A passenger who was yelling and became physically aggressive on a United Airlines flight from London to Newark in March, prompting the crew to divert the plane to Bangor, Maine, has been ordered to pay the airline $20,638 in restitution, federal prosecutors said.

The passenger, Alexander Michael Dominic MacDonald, 30, of Chelmsford, England, was also sentenced on April 25 to time already served, prosecutors said.

Mr. MacDonald had been in custody since March 1, when he was arrested after his flight landed at Bangor International Airport. He pleaded guilty on March 22 to one count of interfering with a flight crew, a felony punishable by up to 20 years in prison.

“He apologized for his actions in court and looks forward to returning home to his family in England,” Mr. MacDonald’s lawyer, Matthew D. Morgan, said in an email on Tuesday.

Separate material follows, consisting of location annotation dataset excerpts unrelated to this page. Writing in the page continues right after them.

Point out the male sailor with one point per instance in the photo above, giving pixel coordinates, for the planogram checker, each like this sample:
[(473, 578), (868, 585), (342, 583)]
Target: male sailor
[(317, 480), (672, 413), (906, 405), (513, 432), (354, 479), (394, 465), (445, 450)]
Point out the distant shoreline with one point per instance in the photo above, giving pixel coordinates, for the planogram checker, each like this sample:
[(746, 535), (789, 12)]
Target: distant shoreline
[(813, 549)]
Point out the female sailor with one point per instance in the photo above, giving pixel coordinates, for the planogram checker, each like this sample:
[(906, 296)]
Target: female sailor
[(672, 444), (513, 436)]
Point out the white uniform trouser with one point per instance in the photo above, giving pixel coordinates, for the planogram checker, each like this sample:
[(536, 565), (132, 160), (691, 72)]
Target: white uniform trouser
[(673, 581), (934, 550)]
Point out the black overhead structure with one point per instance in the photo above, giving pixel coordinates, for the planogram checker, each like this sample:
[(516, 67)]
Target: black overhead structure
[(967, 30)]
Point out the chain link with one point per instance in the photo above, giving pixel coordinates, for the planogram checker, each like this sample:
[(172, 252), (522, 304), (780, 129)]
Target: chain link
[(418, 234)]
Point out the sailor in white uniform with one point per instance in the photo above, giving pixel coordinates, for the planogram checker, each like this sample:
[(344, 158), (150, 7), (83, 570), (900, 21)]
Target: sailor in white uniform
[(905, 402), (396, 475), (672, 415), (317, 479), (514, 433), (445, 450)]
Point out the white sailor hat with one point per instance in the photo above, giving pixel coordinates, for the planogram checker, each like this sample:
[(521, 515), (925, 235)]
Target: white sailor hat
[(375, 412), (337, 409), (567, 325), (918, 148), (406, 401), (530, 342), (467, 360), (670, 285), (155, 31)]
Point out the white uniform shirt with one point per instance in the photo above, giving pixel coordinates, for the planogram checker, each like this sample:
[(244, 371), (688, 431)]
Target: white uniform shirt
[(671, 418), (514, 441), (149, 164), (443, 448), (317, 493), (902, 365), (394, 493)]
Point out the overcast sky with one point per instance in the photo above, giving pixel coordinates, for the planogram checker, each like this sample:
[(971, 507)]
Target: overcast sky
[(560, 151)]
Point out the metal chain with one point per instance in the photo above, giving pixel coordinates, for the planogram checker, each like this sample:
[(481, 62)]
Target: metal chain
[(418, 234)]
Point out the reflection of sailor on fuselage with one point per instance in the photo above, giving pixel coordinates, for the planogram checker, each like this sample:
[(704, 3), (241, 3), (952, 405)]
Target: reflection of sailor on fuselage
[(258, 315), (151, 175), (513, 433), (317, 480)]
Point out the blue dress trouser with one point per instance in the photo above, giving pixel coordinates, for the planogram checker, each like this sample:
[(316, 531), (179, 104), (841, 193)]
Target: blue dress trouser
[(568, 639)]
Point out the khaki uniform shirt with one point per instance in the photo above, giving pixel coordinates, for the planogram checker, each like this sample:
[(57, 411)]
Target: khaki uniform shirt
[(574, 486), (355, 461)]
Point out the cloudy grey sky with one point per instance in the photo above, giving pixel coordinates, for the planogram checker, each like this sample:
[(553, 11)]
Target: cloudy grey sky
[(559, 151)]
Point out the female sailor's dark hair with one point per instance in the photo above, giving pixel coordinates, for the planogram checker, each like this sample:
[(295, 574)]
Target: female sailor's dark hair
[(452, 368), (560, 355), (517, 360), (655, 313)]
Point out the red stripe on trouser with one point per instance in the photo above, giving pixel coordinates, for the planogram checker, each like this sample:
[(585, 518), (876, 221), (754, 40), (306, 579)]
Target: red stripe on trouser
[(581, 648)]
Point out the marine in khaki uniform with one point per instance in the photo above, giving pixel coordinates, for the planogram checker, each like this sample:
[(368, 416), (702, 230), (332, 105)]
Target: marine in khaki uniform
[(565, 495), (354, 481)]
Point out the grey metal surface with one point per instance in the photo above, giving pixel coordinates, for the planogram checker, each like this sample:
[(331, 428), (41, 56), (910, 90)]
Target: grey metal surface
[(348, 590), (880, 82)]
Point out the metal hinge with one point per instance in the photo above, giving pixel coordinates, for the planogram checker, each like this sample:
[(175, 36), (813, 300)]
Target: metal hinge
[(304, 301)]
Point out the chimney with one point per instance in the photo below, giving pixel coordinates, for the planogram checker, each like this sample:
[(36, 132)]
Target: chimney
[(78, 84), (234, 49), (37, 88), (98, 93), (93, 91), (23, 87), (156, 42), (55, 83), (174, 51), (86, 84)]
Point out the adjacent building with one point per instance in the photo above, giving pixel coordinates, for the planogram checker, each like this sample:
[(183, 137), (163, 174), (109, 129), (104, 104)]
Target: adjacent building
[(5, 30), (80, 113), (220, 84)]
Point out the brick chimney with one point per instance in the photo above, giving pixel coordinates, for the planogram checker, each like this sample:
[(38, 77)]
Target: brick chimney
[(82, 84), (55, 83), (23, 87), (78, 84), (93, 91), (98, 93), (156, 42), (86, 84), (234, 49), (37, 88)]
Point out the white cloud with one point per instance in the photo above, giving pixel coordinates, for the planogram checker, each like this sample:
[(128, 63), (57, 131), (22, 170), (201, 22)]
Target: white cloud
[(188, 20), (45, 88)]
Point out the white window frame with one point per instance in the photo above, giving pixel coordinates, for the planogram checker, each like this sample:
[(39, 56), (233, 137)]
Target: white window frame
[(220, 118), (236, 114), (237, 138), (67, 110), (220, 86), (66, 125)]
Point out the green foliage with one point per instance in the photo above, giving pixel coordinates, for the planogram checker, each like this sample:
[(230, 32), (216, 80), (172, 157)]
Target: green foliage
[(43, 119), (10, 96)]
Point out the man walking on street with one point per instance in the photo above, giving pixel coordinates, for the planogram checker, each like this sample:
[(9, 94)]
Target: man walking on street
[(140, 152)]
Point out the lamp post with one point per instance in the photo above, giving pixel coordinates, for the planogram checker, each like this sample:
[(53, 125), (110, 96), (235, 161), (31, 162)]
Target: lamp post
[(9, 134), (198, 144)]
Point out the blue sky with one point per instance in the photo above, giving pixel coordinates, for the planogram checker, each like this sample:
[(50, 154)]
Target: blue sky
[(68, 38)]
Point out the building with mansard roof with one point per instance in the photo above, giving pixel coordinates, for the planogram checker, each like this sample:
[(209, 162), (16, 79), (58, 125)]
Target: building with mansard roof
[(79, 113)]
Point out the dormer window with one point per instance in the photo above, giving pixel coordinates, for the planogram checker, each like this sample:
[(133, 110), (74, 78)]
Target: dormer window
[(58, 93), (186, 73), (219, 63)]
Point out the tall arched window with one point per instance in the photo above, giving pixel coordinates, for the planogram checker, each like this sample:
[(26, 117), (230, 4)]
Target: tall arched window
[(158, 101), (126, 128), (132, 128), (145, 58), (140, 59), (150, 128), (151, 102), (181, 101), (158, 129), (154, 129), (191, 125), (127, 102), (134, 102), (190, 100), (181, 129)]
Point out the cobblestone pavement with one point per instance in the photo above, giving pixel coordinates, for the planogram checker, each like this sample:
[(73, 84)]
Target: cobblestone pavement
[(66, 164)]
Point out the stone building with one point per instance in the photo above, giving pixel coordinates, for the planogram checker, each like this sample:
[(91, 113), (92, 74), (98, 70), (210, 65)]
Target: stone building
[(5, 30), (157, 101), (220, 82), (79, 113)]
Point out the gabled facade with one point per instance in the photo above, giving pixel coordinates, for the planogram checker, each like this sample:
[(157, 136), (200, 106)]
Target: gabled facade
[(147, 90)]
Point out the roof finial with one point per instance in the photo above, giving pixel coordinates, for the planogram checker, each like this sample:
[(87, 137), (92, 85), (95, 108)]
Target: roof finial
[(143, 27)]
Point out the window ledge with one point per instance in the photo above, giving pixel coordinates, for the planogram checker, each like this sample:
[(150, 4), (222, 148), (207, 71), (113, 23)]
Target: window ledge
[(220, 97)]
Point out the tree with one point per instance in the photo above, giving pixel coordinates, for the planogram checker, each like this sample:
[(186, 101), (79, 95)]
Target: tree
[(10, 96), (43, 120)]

According to an F.B.I. affidavit, about 160 passengers and 10 crew members were aboard United Airlines Flight 883, which left Heathrow Airport near London on the morning of March 1 and was headed to Newark Liberty International Airport in New Jersey.

Several hours into the flight, the purser, or lead flight attendant, heard Mr. MacDonald “arguing loudly” with his girlfriend and asked him to lower his voice, the affidavit says. He agreed to do so, but minutes later the purser found him yelling again, this time at another flight attendant, the affidavit says.

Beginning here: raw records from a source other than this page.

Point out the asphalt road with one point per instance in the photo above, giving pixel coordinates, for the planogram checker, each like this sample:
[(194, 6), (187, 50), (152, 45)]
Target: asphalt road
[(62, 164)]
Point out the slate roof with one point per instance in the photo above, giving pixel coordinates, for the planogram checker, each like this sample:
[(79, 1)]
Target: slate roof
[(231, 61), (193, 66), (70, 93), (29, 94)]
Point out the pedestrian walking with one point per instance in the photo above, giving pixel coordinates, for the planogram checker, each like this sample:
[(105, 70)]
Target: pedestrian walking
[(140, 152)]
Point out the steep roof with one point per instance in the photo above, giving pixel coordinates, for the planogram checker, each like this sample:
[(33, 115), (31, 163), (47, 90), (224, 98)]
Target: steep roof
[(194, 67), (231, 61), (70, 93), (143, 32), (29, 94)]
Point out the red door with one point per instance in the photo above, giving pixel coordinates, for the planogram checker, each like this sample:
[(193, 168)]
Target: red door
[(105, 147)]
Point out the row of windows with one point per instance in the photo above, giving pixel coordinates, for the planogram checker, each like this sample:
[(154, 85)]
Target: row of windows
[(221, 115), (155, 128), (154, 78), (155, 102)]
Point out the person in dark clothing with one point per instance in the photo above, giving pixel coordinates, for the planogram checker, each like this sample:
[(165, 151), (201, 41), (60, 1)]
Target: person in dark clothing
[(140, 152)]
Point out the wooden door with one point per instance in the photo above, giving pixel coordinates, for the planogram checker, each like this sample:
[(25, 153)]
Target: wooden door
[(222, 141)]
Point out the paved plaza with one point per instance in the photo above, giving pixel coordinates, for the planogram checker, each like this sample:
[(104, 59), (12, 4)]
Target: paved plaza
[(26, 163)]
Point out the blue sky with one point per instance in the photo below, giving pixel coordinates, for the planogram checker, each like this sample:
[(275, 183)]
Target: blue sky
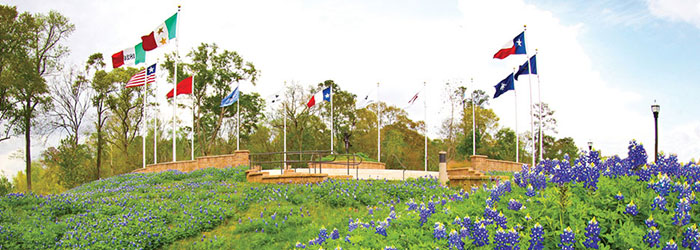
[(601, 63)]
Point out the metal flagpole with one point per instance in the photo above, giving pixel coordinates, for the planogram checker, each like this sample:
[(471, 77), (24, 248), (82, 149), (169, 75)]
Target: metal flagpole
[(532, 122), (332, 130), (192, 139), (238, 114), (144, 130), (517, 136), (425, 117), (155, 129), (284, 117), (473, 123), (539, 96), (379, 129), (177, 57)]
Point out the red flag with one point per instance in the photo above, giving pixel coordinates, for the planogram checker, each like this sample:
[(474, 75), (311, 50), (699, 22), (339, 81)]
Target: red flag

The purser tried to calm Mr. MacDonald down but he “would not listen and continued to be verbally and physically aggressive,” according to the affidavit. Mr. MacDonald asked the purser if he wanted to “have a problem” and threatened to “mess up the plane,” the affidavit states. He also put his hands on the purser’s shoulders as he backed the purser into a corner, the document says.

With the help of another passenger, the purser restrained Mr. MacDonald in flexible handcuffs, but he “continued to be noncompliant” and the purser determined that the plane needed to land “for the safety of the crew,” the affidavit states. The captain also believed that continuing to fly to Newark “was too great a risk,” the affidavit states.

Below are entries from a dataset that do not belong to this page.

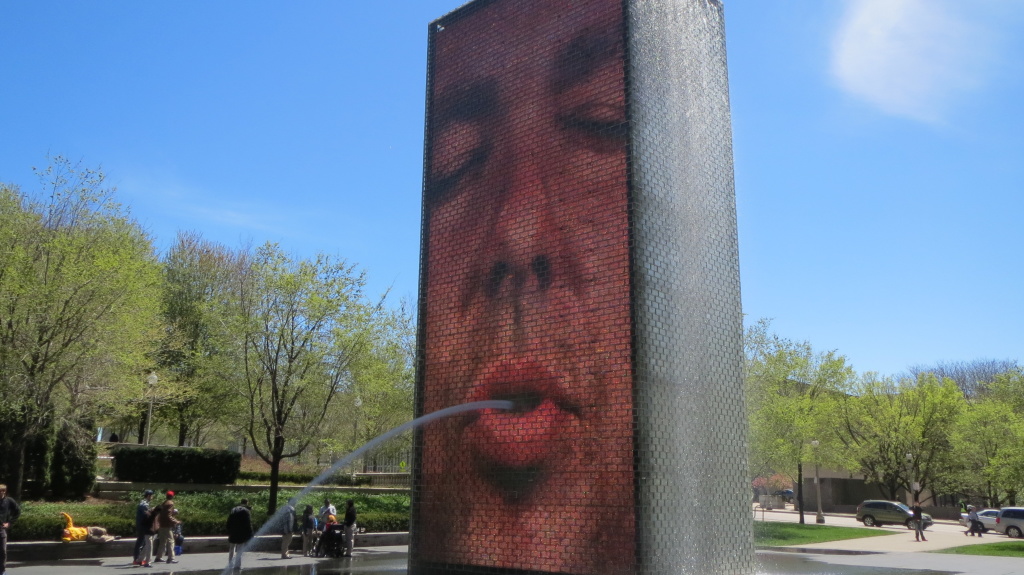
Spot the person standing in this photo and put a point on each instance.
(349, 527)
(287, 527)
(142, 551)
(327, 511)
(240, 531)
(919, 522)
(976, 526)
(165, 533)
(9, 512)
(308, 530)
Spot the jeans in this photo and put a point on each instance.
(235, 555)
(165, 543)
(349, 538)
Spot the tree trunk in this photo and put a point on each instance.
(800, 490)
(18, 483)
(279, 449)
(182, 429)
(141, 427)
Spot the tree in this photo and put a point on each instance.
(383, 384)
(972, 377)
(197, 275)
(299, 325)
(78, 282)
(987, 442)
(899, 431)
(791, 393)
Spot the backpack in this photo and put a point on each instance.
(151, 522)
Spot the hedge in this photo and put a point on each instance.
(175, 465)
(294, 478)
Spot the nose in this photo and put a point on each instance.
(526, 244)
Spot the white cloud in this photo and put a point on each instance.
(912, 58)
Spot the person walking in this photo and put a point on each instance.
(143, 540)
(327, 511)
(349, 527)
(240, 531)
(308, 525)
(919, 522)
(9, 512)
(976, 526)
(287, 527)
(165, 532)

United Airlines said in a statement that the plane landed in Bangor so the “police could remove two disruptive customers who appeared to be intoxicated.” The statement did not identify those passengers but said they had both been banned from flying on United Airlines. After the passengers were removed from the plane, it continued on to Newark.

The number of incidents involving unruly passengers on airplanes has dropped steadily since it reached record highs in 2021, when passengers returning to the skies amid the easing of coronavirus restrictions reported frequent and disruptive behavior, including many heated disputes over mask rules.

In January 2021, the Federal Aviation Administration introduced a “zero-tolerance policy” regarding unruly passengers, resulting in hefty fines instead of the warning letters or counseling that were used previously. The agency said it had received 2,075 reports of unruly passengers last year, compared to 2,455 in 2022 and 5,973 in 2021.